Certe volte penso con terrore a come starei se avessi accettato di farmi un intervento demolitivo, se Monza mi fosse sembrata troppo lontana, se la speranza non fosse stata abbastanza forte, se i miei cari non mi avessero convinta a tentare tutte le strade (perché io mi sono trovata al punto di pensare "fate di me qualunque cosa, purché proviate a salvarmi").

Successivamente mi sono sottoposta di nuovo ad una laparoscopia di controllo, sei mesi dopo l'intervento in laparotomia. La mia pancia è bucherellata un po' ovunque, conto 9 piccole cicatrici ed una molto grande, ma non le nascondo, neanche al mare, ne sono orgogliosa, e sono il mio vanto, il segno della mia lotta e della mia vittoria.

Le miei visite di controllo si sono svolte all'inizio con cadenza trimestrale, adesso siamo passati ad una visita ogni 6 mesi. Non nascondo la paura che ho ogni volta, perché il tumore borderline ha una grossa tendenza a recidivare, ormai penso che la paura ed il senso di vigile allerta non mi abbandoneranno mai, ma sono viva, mi sono sposata da un anno e posso sognare il mio domani e fare progetti. Mi stanno anche incoraggiando ad avere un figlio, cosa che vorrei con tutta me stessa, ancora non ci sono riuscita, ma sapere che ci posso provare è la mia gioia più grande.

E non faccio mistero con nessuno di quello che mi è successo, chiamo le cose con il loro nome, racconto la mia storia perché ci sia speranza e soprattutto informazione.
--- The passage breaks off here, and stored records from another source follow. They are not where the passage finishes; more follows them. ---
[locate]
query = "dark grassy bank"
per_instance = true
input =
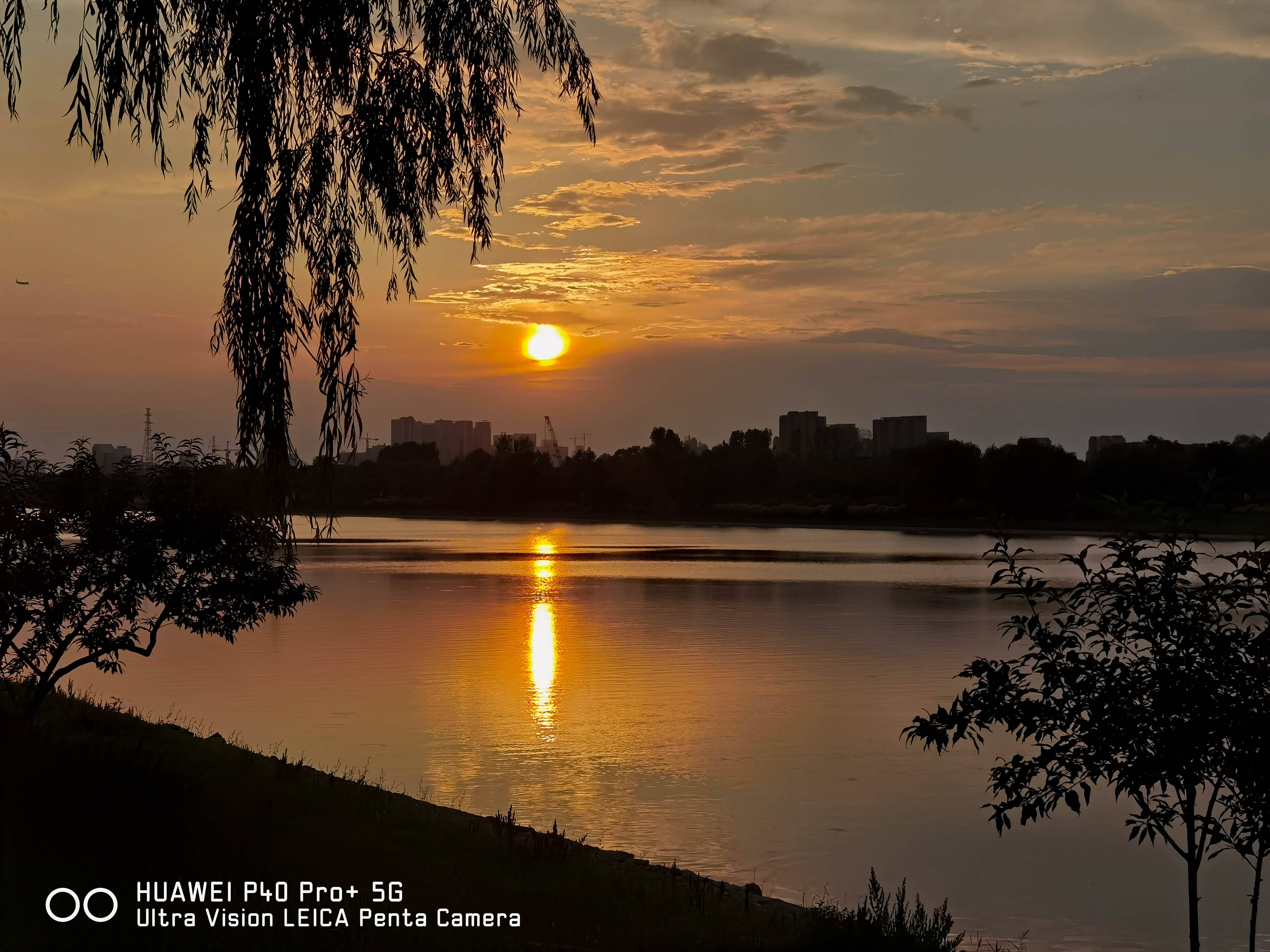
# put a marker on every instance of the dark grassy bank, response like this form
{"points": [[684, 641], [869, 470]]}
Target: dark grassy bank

Di quel periodo ricordo con rabbia la mia difficoltà a reperire informazioni, a trovare qualcuna, anche solo virtualmente su internet, che avesse una storia simile alla mia, che potesse darmi qualche speranza per il futuro, per quello che avrei dovuto scegliere (un intervento demolitivo? Conservativo? Con quali rischi?). Di quel periodo ricordo soprattutto che ho avuto fortuna, perché ho incontrato i medici giusti al momento giusto. E penso a tutte quelle che forse non sono state altrettanto fortunate.

Per questo ritengo sia giusto parlare anche di questa forma di tumore "borderline".

Quando si guarisce a un tumore? Chissà, forse non si guarisce mai, credo che la paura latente, che scorre sempre dentro di me, non mi abbandonerà mai, la malattia mi farà un po' paura per sempre, ma forse mi ha resa vigile e mi permette di conoscere meglio il mio corpo. Mi permette di godere di più della mia vita.

Dirò una cosa che mi faceva arrabbiare quando la sentivo dire e non la capivo: io la ringrazio la mia malattia, perché ha reso la mia vita migliore, anche se non riuscirò mai a vivere senza pensieri, anche se forse non avrò mai il figlio che sogno, la mia vita ha dei colori più belli adesso, perché me la godo di più, perché amo con più forza, lotto con più accanimento, dimentico le cose brutte più velocemente. La vita è bella!